1987年くらいから一緒に仕事をするようになり、1989年に共同で会社を立ち上げたM氏も僕に名言を語ってくれていました。たぶん会社設立前の話。
 「やり続ければいつかは終わる」
 その頃は果てしないと感じるような分量の仕事は抱えていませんでした。圧倒的な仕事量がやってきたのは、1990年代に入ってから。ストリート系ファッション誌の仕事が急拡大し、ひたすらスニーカーのひもを結んでは撮影するとか、一日の中で4、5件分のモデル撮影をいっぺんに行うとか、大変なことになっていました。昼は撮影。夜と早朝は原稿執筆。立て込んでくると、そんな感じ。そんなときは「やり続ければ~」が心の支えとなった。やがて、早朝3時間あれば、2ページの原稿は必ず書ける、という自信が身につきました。
 2000年にUターンしてからも、量的拡大に関して僕に強い影響を及ぼす経営者が何人か現れました。その最たる人が、今原稿を書き進めている経営者。そのレベルといったら、僕には信じられないくらいのもの。昭和時代の話がメインですが、僕の知っている昭和とはずいぶん異なる。そして、平成に入ってもちょっと異質な「昭和」が続いている。
 ただ、その中に仕事の本質というか、人生の中にあるひとつの真理に気づきました。気づくと同時に、恐れおののいた。

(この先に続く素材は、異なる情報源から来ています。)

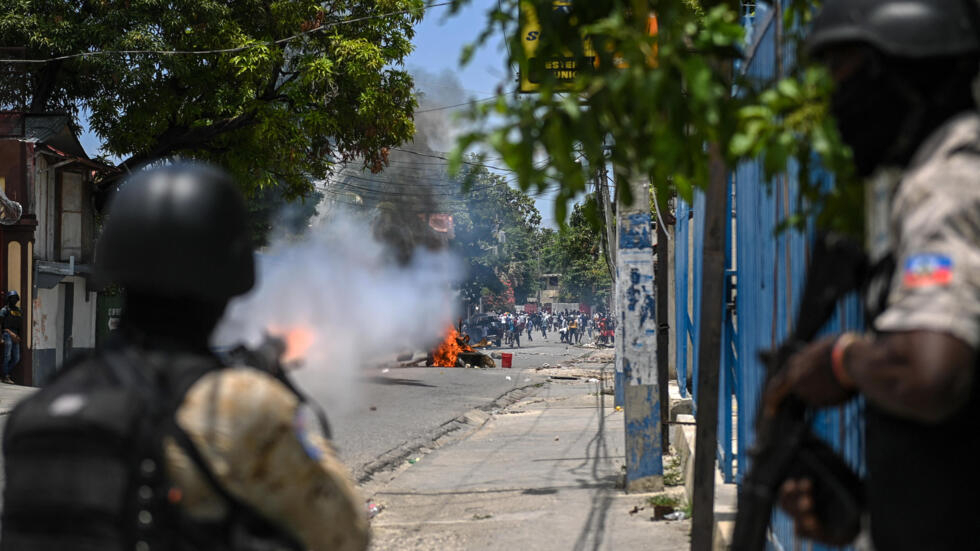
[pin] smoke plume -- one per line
(340, 288)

 20代の頃、何人かの人が僕に仕事観を伝えようと、それぞれ自分の言葉を駆使して、語ってくれたわけです。僕はそれをちゃんと受け止めようと思いつつも、頭の中だけで受け止めていた。ようやく30歳を過ぎた頃から仕事の奥深い世界を体感するようになった。哲学的に捉えられるようになったのは40歳を過ぎてからのこと。
 ただ、原稿を書き進めながら思うのは、仕事にはもっと深淵があるということ。そこを覗き込む。それだけではなく、そこへ飛び込むのが経営者の生き方(役職という意味ではありません)。飛び込んで潜って、何があるのか確かめる。そういう人が名経営者となるのでしょう。
 深海では光が届かない。目に見えにくいものを見るわけですから、常人にはわかりにくいどこかの感覚が研ぎ澄まされてくる。このあたり、執筆しながら特定し、謎を解明しなければなりません。